The Joy of Gardening
Gardening for the Homebrewer is a helpful guide book about beer, wine, cider, and liqueur and the ingredients that go into each. The book aims to supply the more advanced or more interested homebrewer with the necessary knowledge to take his/her hobby to the next level by growing the ingredients in one’s own back yard, for a truly pure and natural beer or wine made in the most self- sufficient way possible.
Here at Great Beer Now, we tend to like drinking beer more than making beer, but we have not been without our own foray into the world of brewing beer. Our experience has been more along the lines of beer making kits and bags of dried malt- not with using freshly grown ingredients. Living in the city, the idea of growing my own barley, wheat, and hops isn’t really practical but I can see how this would appeal to the more serious homebrewer and Gardening for the Homebrewer is a good guide book to help homebrewers learn how/when to plant seed, how to take care of plants, how/when to harvest, and how best to utilize fresh ingredients to make your beer taste better than ever.
Gardening for the Homebrewer is a useful hands- on guide and I like how it includes so many little tidbits of information. Yes, there are lots of books and advice on gardening, but this book includes helpful tips on things not often covered in other gardening books, like proper cleaning of your freshly harvested food, knowing the right time to harvest, selecting a potting container, sorting and eliminating food items not fit for consumption, and so on. The book also contains its share of humor, which is not something found in the typical book on this subject.
One of the surprises with this book is the chapters on other adult beverages: wine, cider, gruit, and liqueur. Judging by the book’s title, I didn’t expect anything at all relating to other drinks. I expected this book to be dedicated solely to grains, hops, and other ingredients used in beer. I wasn’t so sure I appreciated this other information, but the more I read, the more I could recognize its value. The proper growing and care of grapes, apples, pears, herbs, and like items is good information to know about for any gardener, but since these items are sometimes used in craft beer, the usefulness of this information to someone who is strictly a homebrewer is obvious.
Expand Your Homebrew Horizons
Gardening for the Homebrewer is a very good book on growing, caring for, and harvesting the ingredients common to today’s adult beverages. It helps homebrewers, wine makers, cider makers, and others take their hobby to new heights, using fresh ingredients grown right on one’s own premises for the most natural, unprocessed beverage possible.
I like the way this book is written. About the only improvement I can think of is the addition of a concluding chapter. The way it is written, the book ends with a section on herbs, stopping suddenly after talking about the last one, thyme. The reader flips the page and expects to read a closing chapter or something similar that ties everything together. Instead, the next thing you see is a page of acknowledgments and photo credits. A conclusion would be a better way to summarize key points before sending the gardener on his/her way.

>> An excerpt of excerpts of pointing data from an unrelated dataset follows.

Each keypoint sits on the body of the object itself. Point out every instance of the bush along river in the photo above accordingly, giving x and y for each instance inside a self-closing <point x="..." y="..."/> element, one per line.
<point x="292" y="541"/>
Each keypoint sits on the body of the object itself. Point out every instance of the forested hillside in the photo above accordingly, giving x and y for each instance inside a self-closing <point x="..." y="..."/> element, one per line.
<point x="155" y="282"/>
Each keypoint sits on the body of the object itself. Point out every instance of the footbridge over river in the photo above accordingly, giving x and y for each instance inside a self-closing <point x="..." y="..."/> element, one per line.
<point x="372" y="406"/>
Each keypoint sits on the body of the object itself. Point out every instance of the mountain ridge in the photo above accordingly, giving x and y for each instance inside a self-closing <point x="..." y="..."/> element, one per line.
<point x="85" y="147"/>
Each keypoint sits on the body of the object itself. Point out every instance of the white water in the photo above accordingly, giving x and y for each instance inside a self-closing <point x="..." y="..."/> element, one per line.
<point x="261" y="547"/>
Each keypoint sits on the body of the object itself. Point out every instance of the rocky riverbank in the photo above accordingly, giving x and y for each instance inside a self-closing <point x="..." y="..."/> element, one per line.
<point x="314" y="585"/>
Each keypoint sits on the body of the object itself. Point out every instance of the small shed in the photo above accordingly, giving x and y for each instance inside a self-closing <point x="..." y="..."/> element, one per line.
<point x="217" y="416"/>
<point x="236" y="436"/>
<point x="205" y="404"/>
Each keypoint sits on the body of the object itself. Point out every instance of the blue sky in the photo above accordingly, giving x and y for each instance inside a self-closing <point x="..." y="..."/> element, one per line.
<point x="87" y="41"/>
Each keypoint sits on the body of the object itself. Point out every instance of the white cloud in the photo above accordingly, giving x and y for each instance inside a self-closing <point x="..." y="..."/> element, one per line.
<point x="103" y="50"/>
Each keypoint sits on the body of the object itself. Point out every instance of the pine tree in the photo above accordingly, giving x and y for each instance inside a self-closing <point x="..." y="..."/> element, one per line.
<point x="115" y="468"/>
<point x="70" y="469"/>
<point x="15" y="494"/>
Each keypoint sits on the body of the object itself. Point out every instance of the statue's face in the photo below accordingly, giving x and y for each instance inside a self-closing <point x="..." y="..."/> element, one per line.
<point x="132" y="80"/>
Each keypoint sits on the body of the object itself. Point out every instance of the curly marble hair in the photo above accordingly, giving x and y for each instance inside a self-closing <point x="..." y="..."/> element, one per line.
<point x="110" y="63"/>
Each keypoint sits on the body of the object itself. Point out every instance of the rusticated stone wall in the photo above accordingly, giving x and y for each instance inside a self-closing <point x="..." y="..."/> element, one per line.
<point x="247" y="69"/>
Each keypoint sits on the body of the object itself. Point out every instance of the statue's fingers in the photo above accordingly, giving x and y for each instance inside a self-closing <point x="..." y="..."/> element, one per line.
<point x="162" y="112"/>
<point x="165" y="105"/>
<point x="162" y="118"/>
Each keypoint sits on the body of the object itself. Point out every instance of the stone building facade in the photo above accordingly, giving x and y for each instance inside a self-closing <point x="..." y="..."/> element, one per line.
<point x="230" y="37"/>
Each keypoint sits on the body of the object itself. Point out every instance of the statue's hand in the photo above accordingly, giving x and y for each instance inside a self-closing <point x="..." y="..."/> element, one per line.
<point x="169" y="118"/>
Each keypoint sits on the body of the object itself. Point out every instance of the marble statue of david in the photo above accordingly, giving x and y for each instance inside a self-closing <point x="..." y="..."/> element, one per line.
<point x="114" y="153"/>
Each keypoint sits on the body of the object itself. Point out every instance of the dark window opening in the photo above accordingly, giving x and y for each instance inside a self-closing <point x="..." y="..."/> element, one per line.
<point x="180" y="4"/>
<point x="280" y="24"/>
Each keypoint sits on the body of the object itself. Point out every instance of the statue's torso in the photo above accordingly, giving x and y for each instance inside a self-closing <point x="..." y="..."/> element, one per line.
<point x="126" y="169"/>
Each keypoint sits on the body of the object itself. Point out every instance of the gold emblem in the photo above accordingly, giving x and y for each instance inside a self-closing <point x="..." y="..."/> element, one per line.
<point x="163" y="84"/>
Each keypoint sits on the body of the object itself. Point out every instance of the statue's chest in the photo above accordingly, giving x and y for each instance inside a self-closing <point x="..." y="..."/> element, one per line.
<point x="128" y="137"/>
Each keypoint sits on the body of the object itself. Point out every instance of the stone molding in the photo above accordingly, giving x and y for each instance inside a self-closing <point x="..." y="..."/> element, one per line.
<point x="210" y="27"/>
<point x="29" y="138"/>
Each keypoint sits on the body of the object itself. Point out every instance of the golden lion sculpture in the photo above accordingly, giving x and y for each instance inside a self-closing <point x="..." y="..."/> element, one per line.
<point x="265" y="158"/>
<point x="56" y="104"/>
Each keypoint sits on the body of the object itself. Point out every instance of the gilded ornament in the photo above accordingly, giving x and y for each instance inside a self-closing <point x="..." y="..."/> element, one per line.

Craft beer and the homebrewing hobby have come a long way since homebrewing was legalized back in the 1970’s. With the proliferation of craft beer, homebrewers have grown more creative, more experimental, and more avid than before, willing to try new ingredients and tweak recipes in directions once considered unthinkable. Gardening for the Homebrewer helps homebrewers grow their own ingredients for the freshest, most authentic, most personalized, and most natural beer, wine, or cider possible. It’s a handy guide that belongs in any homebrewer’s library.